UK inflation reached the highest since at least 1997 in May, and Bank of England Governor Mervyn King predicted it will exceed 4 percent later this year, adding to speculation that the economy will fall into a recession.
The Monetary Policy Committee "is concerned about the present and prospective period of above-target inflation," King wrote in a letter to the government, after the Office for National Statistics said consumer prices climbed 3.3 percent from a year earlier last month. "The path of bank rate that will be necessary to meet the 2-percent target is uncertain."
The pound fell after the inflation data, which fueled speculation that rising prices will curb growth and push the economy closer to a recession. The Labour government decreed in 1997 when it came to power that the central bank governor must write to explain if inflation strays more than a point from the target, which has only happened once before.
Policy makers "are going to sit on their hands for the time being since there's not really much they can do for the moment," said George Buckley, chief UK economist at Deutsche Bank AG in London. "They need to see what the economy does first."
The pound dropped against the US dollar and the euro. The currency fell as much as 0.8 percent to US$1.9506 as of 12pm in London. Against the euro, it dropped 0.8 percent and traded at 79.46 pence. The yield on two-year government bonds also fell 18 basis points to 5.339 percent.
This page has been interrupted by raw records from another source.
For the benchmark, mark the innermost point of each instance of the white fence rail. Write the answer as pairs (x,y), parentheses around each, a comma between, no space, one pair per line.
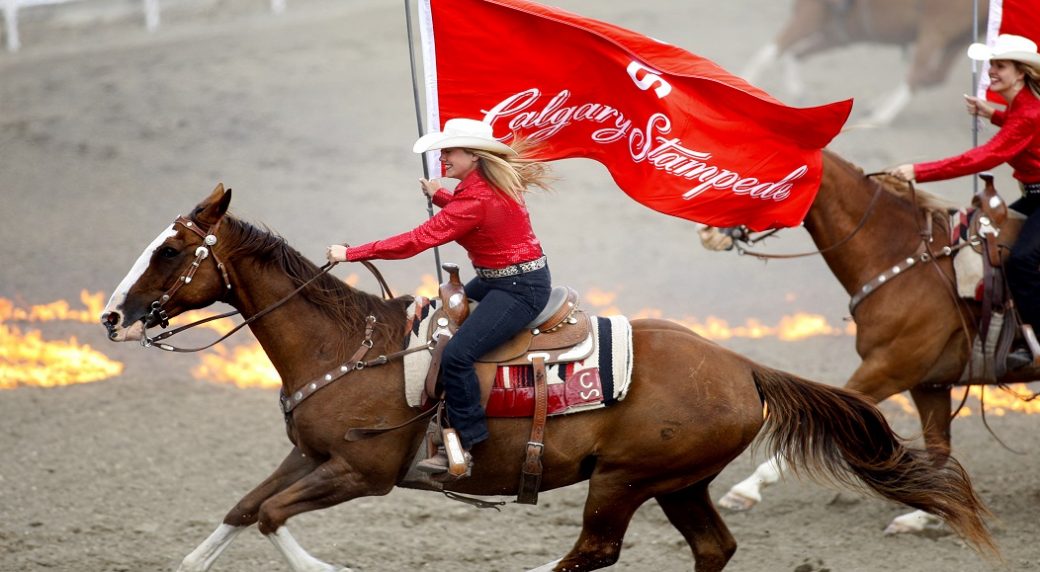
(8,9)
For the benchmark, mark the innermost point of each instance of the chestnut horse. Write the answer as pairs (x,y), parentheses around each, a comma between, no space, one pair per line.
(938,30)
(692,409)
(913,333)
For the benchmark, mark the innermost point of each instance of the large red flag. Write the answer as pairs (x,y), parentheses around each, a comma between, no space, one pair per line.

The inflation rate reached the highest since the index began 11 years ago, the statistics office said yesterday in London. Economists predicted 3.2 percent, according to the median of 39 forecasts in a Bloomberg News survey.
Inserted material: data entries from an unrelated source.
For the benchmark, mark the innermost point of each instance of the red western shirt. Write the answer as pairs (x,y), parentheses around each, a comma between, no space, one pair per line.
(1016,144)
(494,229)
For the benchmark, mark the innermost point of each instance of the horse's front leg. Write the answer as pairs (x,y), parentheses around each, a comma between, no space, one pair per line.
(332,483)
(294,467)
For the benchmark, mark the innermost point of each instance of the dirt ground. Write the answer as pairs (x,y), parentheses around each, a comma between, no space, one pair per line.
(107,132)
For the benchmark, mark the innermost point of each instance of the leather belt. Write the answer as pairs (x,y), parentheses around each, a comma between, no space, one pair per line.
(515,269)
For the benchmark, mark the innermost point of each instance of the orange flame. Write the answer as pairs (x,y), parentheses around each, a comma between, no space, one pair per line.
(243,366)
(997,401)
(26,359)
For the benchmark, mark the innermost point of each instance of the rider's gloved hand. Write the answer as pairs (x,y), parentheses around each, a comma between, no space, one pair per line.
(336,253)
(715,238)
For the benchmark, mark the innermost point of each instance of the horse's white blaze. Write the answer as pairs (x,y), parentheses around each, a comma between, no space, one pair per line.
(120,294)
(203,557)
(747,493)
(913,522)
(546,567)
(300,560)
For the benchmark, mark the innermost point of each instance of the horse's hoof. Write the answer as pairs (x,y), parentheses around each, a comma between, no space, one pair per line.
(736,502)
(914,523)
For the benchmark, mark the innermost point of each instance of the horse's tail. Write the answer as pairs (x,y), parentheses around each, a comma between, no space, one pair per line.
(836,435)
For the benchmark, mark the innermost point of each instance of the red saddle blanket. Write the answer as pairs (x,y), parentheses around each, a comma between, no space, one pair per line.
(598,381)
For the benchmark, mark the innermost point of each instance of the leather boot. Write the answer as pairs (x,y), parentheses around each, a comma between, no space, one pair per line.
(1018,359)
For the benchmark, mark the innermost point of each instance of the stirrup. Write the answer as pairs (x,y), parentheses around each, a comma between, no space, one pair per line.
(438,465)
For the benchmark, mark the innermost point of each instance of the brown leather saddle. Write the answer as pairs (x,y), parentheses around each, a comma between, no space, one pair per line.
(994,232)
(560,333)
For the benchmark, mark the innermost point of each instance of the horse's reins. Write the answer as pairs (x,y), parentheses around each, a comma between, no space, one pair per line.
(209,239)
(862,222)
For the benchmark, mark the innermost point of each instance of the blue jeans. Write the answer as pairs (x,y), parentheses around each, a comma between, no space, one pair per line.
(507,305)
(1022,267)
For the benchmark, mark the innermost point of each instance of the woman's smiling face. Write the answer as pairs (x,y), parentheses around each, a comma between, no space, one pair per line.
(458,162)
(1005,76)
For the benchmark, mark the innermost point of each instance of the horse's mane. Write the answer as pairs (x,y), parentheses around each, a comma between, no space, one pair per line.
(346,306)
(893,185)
Inflation "is likely to remain markedly above the target until well into 2009," King said in the letter, released by the central bank yesterday in London. "The committee will maintain price stability by ensuring that the rise in inflation is temporary."
Chancellor of the Exchequer Alistair Darling replied that "the government will continue to support the Monetary Policy Committee in the forward-looking decisions it takes."
Accelerating inflation may add to dissatisfaction among voters at a time when support for Prime Minister Gordon Brown's Labour Party is at the lowest since polling began in 1943, a YouGov Plc survey released on May 30 showed. Seventy-three percent of respondents predicted their financial situation will worsen in the next year, the poll showed.